The FAC has been sufficiently amended to allege an open book account. As stated in the previous section, the FAC now alleges that CIGNA received bills from Plaintiffs and continued to authorize patients’ treatment. (FAC, ¶ 62.) Furthermore, facts have been added alleging an organized and shared system of bookkeeping, consisting of bills submitted to CIGNA, written authorizations issued by CIGNA, and written correspondence from them acknowledging receipt of Plaintiffs’ claims. (Id. at ¶ 71.) Thus, the FAC now alleges facts in support of the maintenance of permanent records, in the nature of debtor and creditor, and agreement between the parties to the same.

Consequently, the demurrer to the second cause of action for failure to state sufficient facts is OVERRULED.

5. Fourth and Fifth Causes of Action
6.

CIGNA also demurs to the fourth and fifth causes of action for quantum meruit and unjust enrichment. However, as it has been successful by way of motion to strike with regard to the fourth and fifth causes of action (see tentative ruling for CIGNA’s motion to strike), CIGNA’s demurrer as to the fourth and fifth causes of action for quantum meruit and unjust enrichment is moot and needs not be addressed.

7. Sixth Cause of Action
8.

CIGNA further demurs to the sixth cause of action for intentional interference with contract, arguing that the FAC fails to allege valid contracts, or identify any interference.

A cause of action for intentional interference with contract must allege: (1) the existence of a valid contract between plaintiff and a third party; (2) defendant’s knowledge of the contract; (3) defendant’s intentional acts designed to induce a breach or disruption of the contractual relationship; (4) actual breach or disruption of the contractual relationship; and (5) resulting damage. (Pacific Gas & Electric Co. v. Bear Stearns & Co. (1990) 50 Cal.3d 1118, 1126.) To plead the existence of a valid contract, the facts must allege mutual assent through offer and acceptance, and consideration. (Pacific Bay Recovery, Inc. v. California Physicians’ Services, Inc., supra, 12 Cal.App.5th 200, 215.)
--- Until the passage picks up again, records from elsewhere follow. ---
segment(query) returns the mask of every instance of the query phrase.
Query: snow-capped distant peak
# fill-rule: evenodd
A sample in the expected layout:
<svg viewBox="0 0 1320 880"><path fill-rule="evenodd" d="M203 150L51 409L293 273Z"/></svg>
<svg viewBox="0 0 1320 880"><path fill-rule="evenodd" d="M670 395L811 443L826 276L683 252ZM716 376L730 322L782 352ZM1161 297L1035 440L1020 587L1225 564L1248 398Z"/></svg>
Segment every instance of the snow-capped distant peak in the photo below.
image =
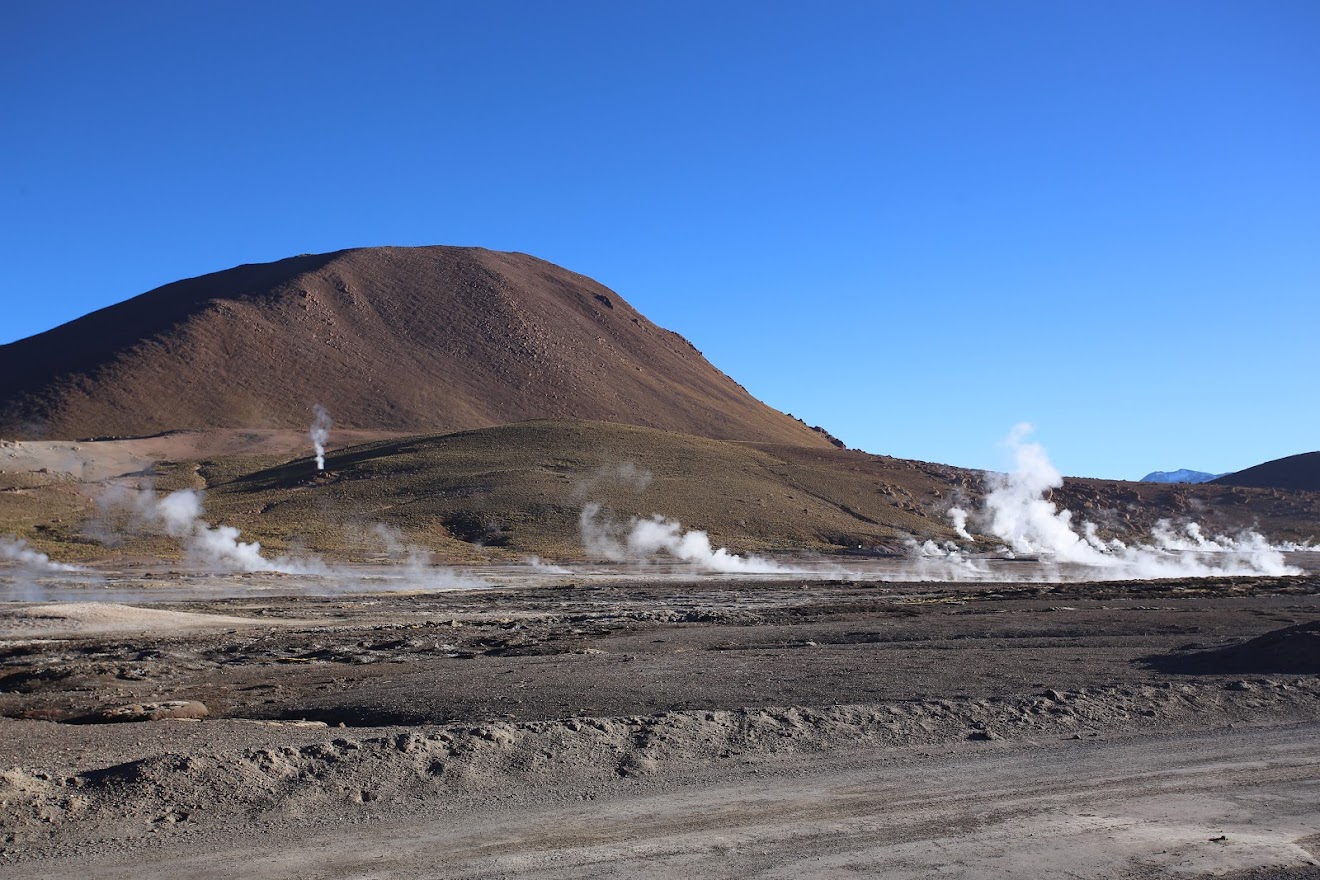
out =
<svg viewBox="0 0 1320 880"><path fill-rule="evenodd" d="M1205 471L1189 471L1187 468L1177 471L1155 471L1141 478L1143 483L1208 483L1223 474L1207 474Z"/></svg>

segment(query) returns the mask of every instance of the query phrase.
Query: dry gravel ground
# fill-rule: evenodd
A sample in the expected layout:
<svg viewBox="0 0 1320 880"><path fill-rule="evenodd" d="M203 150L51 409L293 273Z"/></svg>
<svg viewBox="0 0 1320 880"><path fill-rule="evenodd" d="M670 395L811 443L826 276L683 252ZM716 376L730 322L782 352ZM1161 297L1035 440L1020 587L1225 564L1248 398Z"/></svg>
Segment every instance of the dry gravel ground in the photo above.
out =
<svg viewBox="0 0 1320 880"><path fill-rule="evenodd" d="M1316 724L761 759L88 847L5 876L1320 875Z"/></svg>
<svg viewBox="0 0 1320 880"><path fill-rule="evenodd" d="M0 876L1320 877L1313 575L242 586L5 607Z"/></svg>

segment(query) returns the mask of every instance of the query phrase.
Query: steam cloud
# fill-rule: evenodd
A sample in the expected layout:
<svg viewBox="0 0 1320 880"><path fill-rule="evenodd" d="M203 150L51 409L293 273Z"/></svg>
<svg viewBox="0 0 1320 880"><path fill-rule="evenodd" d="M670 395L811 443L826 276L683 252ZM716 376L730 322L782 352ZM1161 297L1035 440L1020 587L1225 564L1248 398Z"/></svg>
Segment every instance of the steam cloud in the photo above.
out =
<svg viewBox="0 0 1320 880"><path fill-rule="evenodd" d="M935 541L923 541L918 544L915 540L909 538L906 545L908 556L916 560L914 574L918 576L919 580L943 580L947 578L956 581L976 578L990 573L990 569L964 555L962 548L952 541L946 541L943 544Z"/></svg>
<svg viewBox="0 0 1320 880"><path fill-rule="evenodd" d="M196 565L225 571L276 571L285 574L324 574L327 569L316 558L267 559L257 541L240 540L233 526L212 526L202 519L201 493L180 489L164 498L150 489L118 491L102 500L103 509L127 510L130 526L158 532L183 541L188 560Z"/></svg>
<svg viewBox="0 0 1320 880"><path fill-rule="evenodd" d="M539 556L532 555L523 558L523 565L539 574L572 574L573 569L564 568L562 565L555 565L553 562L546 562Z"/></svg>
<svg viewBox="0 0 1320 880"><path fill-rule="evenodd" d="M316 469L325 470L325 444L330 440L330 428L334 422L330 419L330 411L321 404L312 407L312 430L307 433L308 439L316 447Z"/></svg>
<svg viewBox="0 0 1320 880"><path fill-rule="evenodd" d="M1284 562L1280 549L1256 532L1232 538L1207 538L1196 523L1181 528L1161 520L1150 543L1128 545L1099 535L1094 523L1074 525L1073 514L1045 498L1063 485L1039 443L1027 441L1032 427L1018 425L1008 437L1017 469L990 478L982 519L990 534L1014 554L1036 555L1042 562L1072 563L1108 569L1115 577L1156 578L1209 575L1300 574ZM966 537L967 514L949 510L954 530Z"/></svg>
<svg viewBox="0 0 1320 880"><path fill-rule="evenodd" d="M659 514L647 519L634 517L623 526L602 516L600 505L593 501L582 506L578 527L582 533L582 546L588 554L615 562L646 562L664 553L707 571L724 574L793 571L760 556L739 556L723 547L714 549L705 532L697 529L684 531L677 520Z"/></svg>
<svg viewBox="0 0 1320 880"><path fill-rule="evenodd" d="M123 534L148 533L178 538L188 561L201 568L231 572L279 572L318 578L319 589L372 589L379 576L368 576L344 566L330 566L316 556L281 555L273 559L261 552L257 541L244 541L233 526L213 526L204 516L200 492L183 489L160 497L151 489L116 487L98 505L102 521L90 534L104 543ZM408 588L469 589L490 586L484 580L433 565L430 551L408 545L402 534L387 525L370 527L369 537L382 545L388 560L386 577L405 581Z"/></svg>
<svg viewBox="0 0 1320 880"><path fill-rule="evenodd" d="M47 576L61 574L67 578L68 572L83 571L75 565L52 562L45 553L14 535L0 537L0 562L6 563L0 566L0 596L7 601L45 601Z"/></svg>
<svg viewBox="0 0 1320 880"><path fill-rule="evenodd" d="M0 537L0 559L28 570L36 571L81 571L75 565L51 562L50 557L28 546L22 538L9 535Z"/></svg>
<svg viewBox="0 0 1320 880"><path fill-rule="evenodd" d="M458 589L488 587L480 578L461 575L452 569L431 564L431 551L404 543L403 533L384 523L371 527L372 534L385 545L391 566L410 587L426 589Z"/></svg>
<svg viewBox="0 0 1320 880"><path fill-rule="evenodd" d="M967 531L967 511L961 507L950 507L949 522L953 524L953 530L958 537L966 541L972 540L971 533Z"/></svg>
<svg viewBox="0 0 1320 880"><path fill-rule="evenodd" d="M597 487L622 486L625 489L641 491L651 485L654 475L644 467L638 467L631 461L622 464L605 465L578 480L573 487L573 497L581 500L590 498Z"/></svg>

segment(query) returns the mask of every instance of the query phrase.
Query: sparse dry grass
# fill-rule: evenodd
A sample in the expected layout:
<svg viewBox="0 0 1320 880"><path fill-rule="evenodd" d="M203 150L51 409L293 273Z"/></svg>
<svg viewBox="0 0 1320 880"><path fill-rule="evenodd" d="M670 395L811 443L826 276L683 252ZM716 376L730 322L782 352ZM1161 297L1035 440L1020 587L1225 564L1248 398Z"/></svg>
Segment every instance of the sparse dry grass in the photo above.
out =
<svg viewBox="0 0 1320 880"><path fill-rule="evenodd" d="M858 469L841 469L846 460ZM891 494L933 480L883 461L825 450L798 462L774 447L647 428L528 422L335 451L324 477L308 459L202 472L210 509L272 546L298 534L320 551L369 551L352 543L382 523L438 551L573 558L587 502L625 521L675 518L737 551L895 547L923 526L942 530Z"/></svg>
<svg viewBox="0 0 1320 880"><path fill-rule="evenodd" d="M205 489L208 521L236 526L270 551L376 558L386 550L383 525L449 562L581 558L587 502L623 523L677 519L735 552L900 550L909 537L953 537L945 511L975 508L984 489L979 472L946 465L581 421L381 440L332 449L327 467L317 475L306 455L224 455L157 462L142 482L162 493ZM177 542L124 534L131 530L117 530L123 540L113 548L92 537L105 524L93 500L100 486L0 477L8 481L0 483L0 534L66 560L179 554ZM1132 534L1160 517L1193 514L1212 528L1256 525L1289 538L1320 522L1315 493L1086 480L1058 497Z"/></svg>

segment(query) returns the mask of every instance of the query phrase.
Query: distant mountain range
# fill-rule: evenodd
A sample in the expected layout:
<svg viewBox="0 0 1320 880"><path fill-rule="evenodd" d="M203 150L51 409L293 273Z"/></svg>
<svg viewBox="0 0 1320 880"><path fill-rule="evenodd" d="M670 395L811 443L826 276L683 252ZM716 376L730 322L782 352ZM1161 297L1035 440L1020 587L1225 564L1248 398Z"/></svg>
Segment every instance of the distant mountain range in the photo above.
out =
<svg viewBox="0 0 1320 880"><path fill-rule="evenodd" d="M1207 474L1205 471L1189 471L1187 468L1177 471L1153 471L1141 478L1143 483L1208 483L1227 474Z"/></svg>

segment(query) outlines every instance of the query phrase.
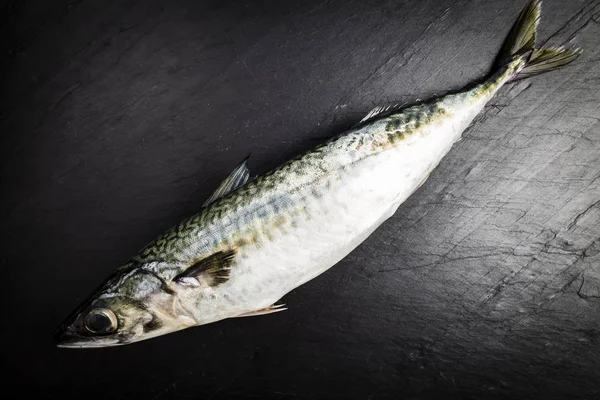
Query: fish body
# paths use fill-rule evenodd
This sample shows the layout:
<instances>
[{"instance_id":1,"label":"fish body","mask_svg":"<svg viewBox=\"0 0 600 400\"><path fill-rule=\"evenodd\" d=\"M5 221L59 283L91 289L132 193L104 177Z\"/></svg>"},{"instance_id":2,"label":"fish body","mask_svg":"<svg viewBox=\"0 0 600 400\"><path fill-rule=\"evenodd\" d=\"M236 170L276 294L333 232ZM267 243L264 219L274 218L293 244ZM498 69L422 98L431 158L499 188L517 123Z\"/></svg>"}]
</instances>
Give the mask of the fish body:
<instances>
[{"instance_id":1,"label":"fish body","mask_svg":"<svg viewBox=\"0 0 600 400\"><path fill-rule=\"evenodd\" d=\"M240 165L198 214L119 268L60 328L59 345L126 344L283 310L279 299L394 214L504 84L579 54L533 48L539 8L532 1L521 13L486 80L409 107L378 108L252 181Z\"/></svg>"},{"instance_id":2,"label":"fish body","mask_svg":"<svg viewBox=\"0 0 600 400\"><path fill-rule=\"evenodd\" d=\"M182 222L134 265L168 282L194 260L233 250L229 279L201 296L194 286L184 290L183 308L204 324L271 306L391 217L522 63L468 92L364 123L306 152Z\"/></svg>"}]
</instances>

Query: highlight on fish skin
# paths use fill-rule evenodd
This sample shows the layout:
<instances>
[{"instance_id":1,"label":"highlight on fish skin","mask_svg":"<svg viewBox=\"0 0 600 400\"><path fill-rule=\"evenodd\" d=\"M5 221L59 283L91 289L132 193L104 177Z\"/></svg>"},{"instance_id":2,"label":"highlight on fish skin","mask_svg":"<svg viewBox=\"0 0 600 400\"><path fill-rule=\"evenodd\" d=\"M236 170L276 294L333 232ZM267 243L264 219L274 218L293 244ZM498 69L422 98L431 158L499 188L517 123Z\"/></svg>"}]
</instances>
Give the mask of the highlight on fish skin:
<instances>
[{"instance_id":1,"label":"highlight on fish skin","mask_svg":"<svg viewBox=\"0 0 600 400\"><path fill-rule=\"evenodd\" d=\"M541 2L518 16L491 74L356 126L253 180L241 162L202 206L131 257L58 329L60 347L116 346L225 318L285 310L280 299L331 268L426 180L507 82L572 62L536 48Z\"/></svg>"}]
</instances>

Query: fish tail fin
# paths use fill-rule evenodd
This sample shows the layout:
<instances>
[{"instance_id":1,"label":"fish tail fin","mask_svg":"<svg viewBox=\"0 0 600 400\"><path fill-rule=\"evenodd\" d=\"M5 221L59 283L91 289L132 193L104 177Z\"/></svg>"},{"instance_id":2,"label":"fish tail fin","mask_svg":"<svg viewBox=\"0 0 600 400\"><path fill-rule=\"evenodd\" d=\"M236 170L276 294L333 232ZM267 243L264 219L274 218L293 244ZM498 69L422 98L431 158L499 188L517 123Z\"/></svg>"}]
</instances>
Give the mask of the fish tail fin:
<instances>
[{"instance_id":1,"label":"fish tail fin","mask_svg":"<svg viewBox=\"0 0 600 400\"><path fill-rule=\"evenodd\" d=\"M531 0L521 11L517 21L510 30L502 49L496 58L496 67L510 64L516 58L523 58L511 81L529 78L561 68L581 53L580 48L567 49L564 47L535 48L537 27L540 22L542 2Z\"/></svg>"}]
</instances>

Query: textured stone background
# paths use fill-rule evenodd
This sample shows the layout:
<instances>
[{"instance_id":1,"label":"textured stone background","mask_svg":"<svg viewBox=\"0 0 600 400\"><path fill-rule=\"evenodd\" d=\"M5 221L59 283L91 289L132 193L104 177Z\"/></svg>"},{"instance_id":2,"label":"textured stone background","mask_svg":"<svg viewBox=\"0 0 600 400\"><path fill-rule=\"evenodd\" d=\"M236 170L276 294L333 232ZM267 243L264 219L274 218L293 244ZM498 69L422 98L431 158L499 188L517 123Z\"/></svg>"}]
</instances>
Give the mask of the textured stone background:
<instances>
[{"instance_id":1,"label":"textured stone background","mask_svg":"<svg viewBox=\"0 0 600 400\"><path fill-rule=\"evenodd\" d=\"M195 212L373 106L483 76L525 1L32 1L1 17L3 363L43 398L600 398L600 1L284 313L121 348L53 330ZM5 383L6 385L6 383Z\"/></svg>"}]
</instances>

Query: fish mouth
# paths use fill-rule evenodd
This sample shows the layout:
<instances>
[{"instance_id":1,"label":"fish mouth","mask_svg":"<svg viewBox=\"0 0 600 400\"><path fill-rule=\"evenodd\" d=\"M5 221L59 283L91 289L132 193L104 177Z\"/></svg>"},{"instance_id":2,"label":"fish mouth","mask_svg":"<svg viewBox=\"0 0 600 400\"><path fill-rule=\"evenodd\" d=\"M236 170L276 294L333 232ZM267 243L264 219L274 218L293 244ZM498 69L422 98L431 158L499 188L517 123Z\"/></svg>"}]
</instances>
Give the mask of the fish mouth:
<instances>
[{"instance_id":1,"label":"fish mouth","mask_svg":"<svg viewBox=\"0 0 600 400\"><path fill-rule=\"evenodd\" d=\"M88 349L88 348L99 348L99 347L112 347L119 346L120 343L118 338L110 336L90 337L82 336L73 332L69 328L60 327L54 333L54 341L56 347L67 348L67 349Z\"/></svg>"},{"instance_id":2,"label":"fish mouth","mask_svg":"<svg viewBox=\"0 0 600 400\"><path fill-rule=\"evenodd\" d=\"M100 347L114 347L120 346L123 343L119 343L118 340L90 340L89 338L85 338L81 340L80 338L72 338L63 340L56 343L56 347L63 349L93 349Z\"/></svg>"}]
</instances>

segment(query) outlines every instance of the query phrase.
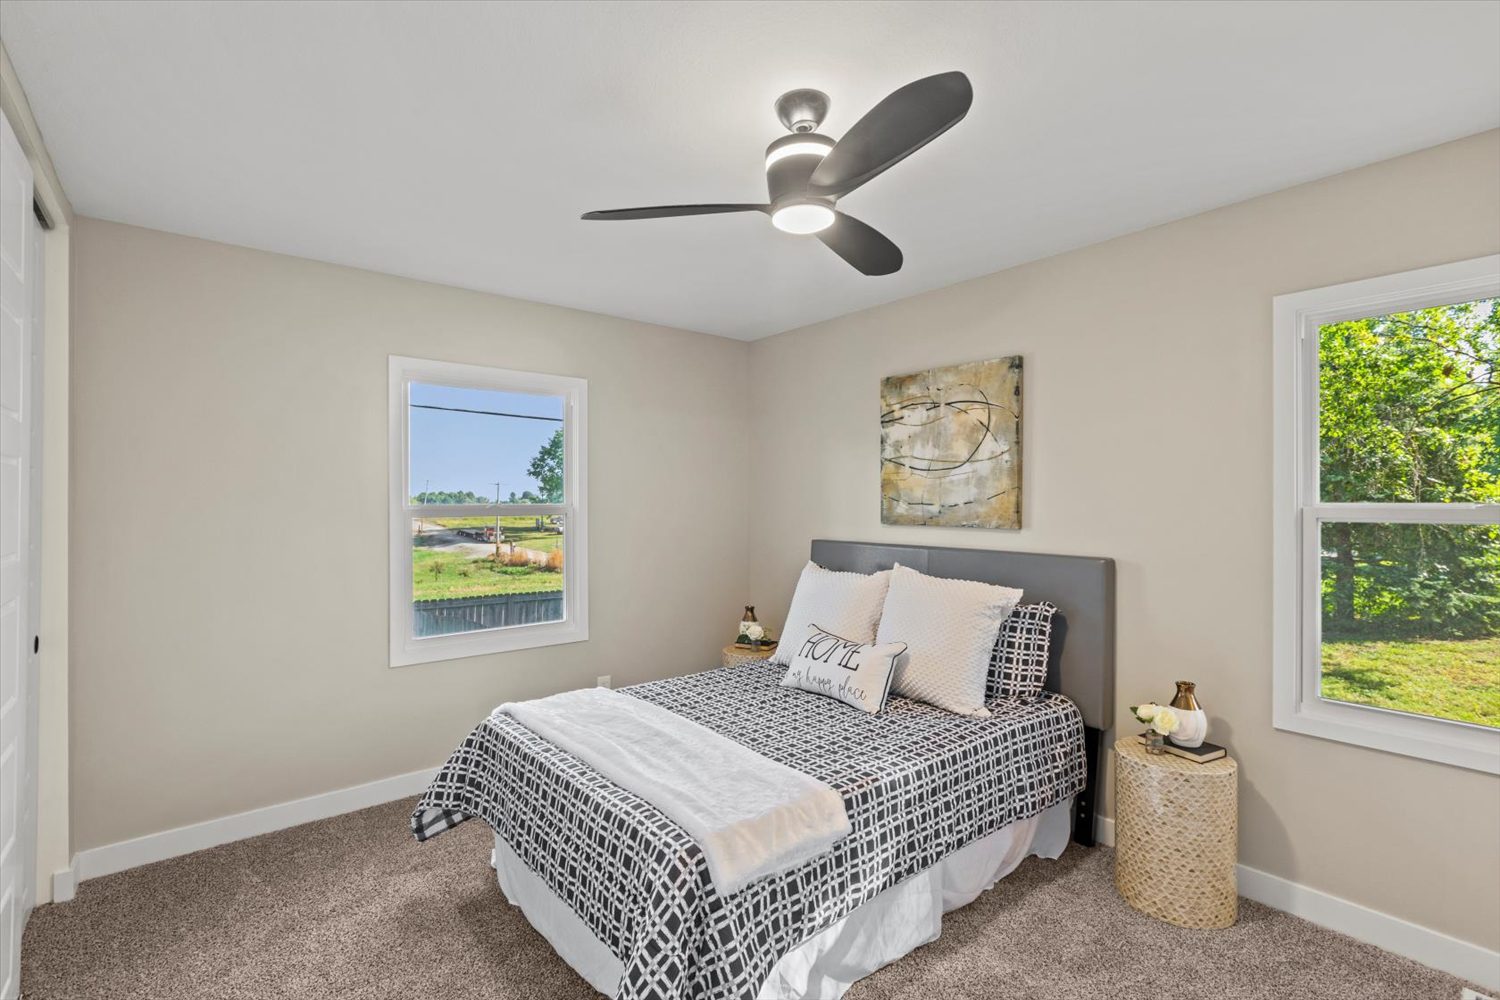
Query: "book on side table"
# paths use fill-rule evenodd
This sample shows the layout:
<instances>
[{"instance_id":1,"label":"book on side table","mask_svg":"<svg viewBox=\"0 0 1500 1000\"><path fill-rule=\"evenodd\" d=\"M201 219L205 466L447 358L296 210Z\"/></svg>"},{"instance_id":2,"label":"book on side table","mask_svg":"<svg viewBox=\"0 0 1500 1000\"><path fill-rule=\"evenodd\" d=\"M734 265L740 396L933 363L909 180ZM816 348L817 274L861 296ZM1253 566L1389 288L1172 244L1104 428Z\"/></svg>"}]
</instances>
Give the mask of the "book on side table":
<instances>
[{"instance_id":1,"label":"book on side table","mask_svg":"<svg viewBox=\"0 0 1500 1000\"><path fill-rule=\"evenodd\" d=\"M1136 739L1141 743L1145 743L1146 734L1142 733ZM1165 745L1162 746L1162 749L1167 753L1176 754L1183 760L1195 760L1200 764L1207 764L1211 760L1218 760L1229 752L1219 746L1219 744L1210 743L1207 740L1204 740L1203 743L1195 747L1180 747L1168 739Z\"/></svg>"}]
</instances>

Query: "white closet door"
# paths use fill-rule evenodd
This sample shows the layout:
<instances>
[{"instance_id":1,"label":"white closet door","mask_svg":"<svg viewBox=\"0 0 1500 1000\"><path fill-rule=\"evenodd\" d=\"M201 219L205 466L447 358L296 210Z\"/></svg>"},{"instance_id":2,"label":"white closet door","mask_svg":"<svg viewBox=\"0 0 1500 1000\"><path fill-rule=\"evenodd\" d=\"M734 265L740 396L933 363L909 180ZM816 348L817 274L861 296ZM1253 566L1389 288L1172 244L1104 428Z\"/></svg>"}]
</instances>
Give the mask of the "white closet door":
<instances>
[{"instance_id":1,"label":"white closet door","mask_svg":"<svg viewBox=\"0 0 1500 1000\"><path fill-rule=\"evenodd\" d=\"M31 165L0 115L0 997L21 989L21 931L36 883L36 677L31 458L36 284Z\"/></svg>"}]
</instances>

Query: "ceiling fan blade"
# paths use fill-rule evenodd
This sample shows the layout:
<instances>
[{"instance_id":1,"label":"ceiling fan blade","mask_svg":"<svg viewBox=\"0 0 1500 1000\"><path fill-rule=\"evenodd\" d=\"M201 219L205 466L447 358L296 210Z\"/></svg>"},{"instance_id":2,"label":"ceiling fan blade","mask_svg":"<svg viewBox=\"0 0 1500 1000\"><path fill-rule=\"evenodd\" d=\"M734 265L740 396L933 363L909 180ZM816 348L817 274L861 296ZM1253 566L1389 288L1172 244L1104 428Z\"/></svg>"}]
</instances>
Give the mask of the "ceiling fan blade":
<instances>
[{"instance_id":1,"label":"ceiling fan blade","mask_svg":"<svg viewBox=\"0 0 1500 1000\"><path fill-rule=\"evenodd\" d=\"M817 234L824 246L861 274L894 274L901 270L901 248L882 236L879 230L843 212L834 212L833 215L833 225Z\"/></svg>"},{"instance_id":2,"label":"ceiling fan blade","mask_svg":"<svg viewBox=\"0 0 1500 1000\"><path fill-rule=\"evenodd\" d=\"M974 88L957 70L908 83L855 122L808 181L815 198L839 198L900 163L969 113Z\"/></svg>"},{"instance_id":3,"label":"ceiling fan blade","mask_svg":"<svg viewBox=\"0 0 1500 1000\"><path fill-rule=\"evenodd\" d=\"M616 208L607 212L584 212L590 222L615 219L670 219L678 215L719 215L724 212L769 212L770 205L654 205L650 208Z\"/></svg>"}]
</instances>

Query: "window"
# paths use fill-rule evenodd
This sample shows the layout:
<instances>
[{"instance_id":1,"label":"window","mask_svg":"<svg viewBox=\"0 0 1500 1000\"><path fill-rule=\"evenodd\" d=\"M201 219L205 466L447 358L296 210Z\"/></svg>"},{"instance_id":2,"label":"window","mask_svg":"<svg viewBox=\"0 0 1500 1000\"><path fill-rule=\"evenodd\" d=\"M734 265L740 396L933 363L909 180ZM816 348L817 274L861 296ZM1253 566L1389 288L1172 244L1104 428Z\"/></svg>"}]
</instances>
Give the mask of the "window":
<instances>
[{"instance_id":1,"label":"window","mask_svg":"<svg viewBox=\"0 0 1500 1000\"><path fill-rule=\"evenodd\" d=\"M391 666L588 638L587 394L391 358Z\"/></svg>"},{"instance_id":2,"label":"window","mask_svg":"<svg viewBox=\"0 0 1500 1000\"><path fill-rule=\"evenodd\" d=\"M1500 256L1274 325L1277 728L1500 773Z\"/></svg>"}]
</instances>

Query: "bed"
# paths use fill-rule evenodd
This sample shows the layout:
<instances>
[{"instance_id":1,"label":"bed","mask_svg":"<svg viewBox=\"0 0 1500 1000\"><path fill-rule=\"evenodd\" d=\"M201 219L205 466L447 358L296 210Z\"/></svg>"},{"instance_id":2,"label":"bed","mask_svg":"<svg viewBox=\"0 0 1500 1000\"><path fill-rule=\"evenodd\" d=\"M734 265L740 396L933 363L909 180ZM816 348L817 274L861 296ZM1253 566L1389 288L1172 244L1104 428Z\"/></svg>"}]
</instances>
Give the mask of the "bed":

Here, Plaintiffs plead that they had “written agreements” with patients to pay for services rendered and billed. (FAC, ¶ 96.) This is sufficient to allege valid contracts between Plaintiffs and their patients. Furthermore, CIGNA’s argument that the FAC fails to allege any refusal to pay billed charges as a result of its behavior is incorrect. The FAC does allege that “patients stopped paying the bills for medical services that had been rendered by Plaintiffs as a result of CIGNA’s conduct.” (Id, at ¶ 101.) Thus, taken together, the facts are sufficient to allege valid contracts between Plaintiffs and patients with which CIGNA interfered.

Consequently, the demurrer to the sixth cause of action is OVERRULED.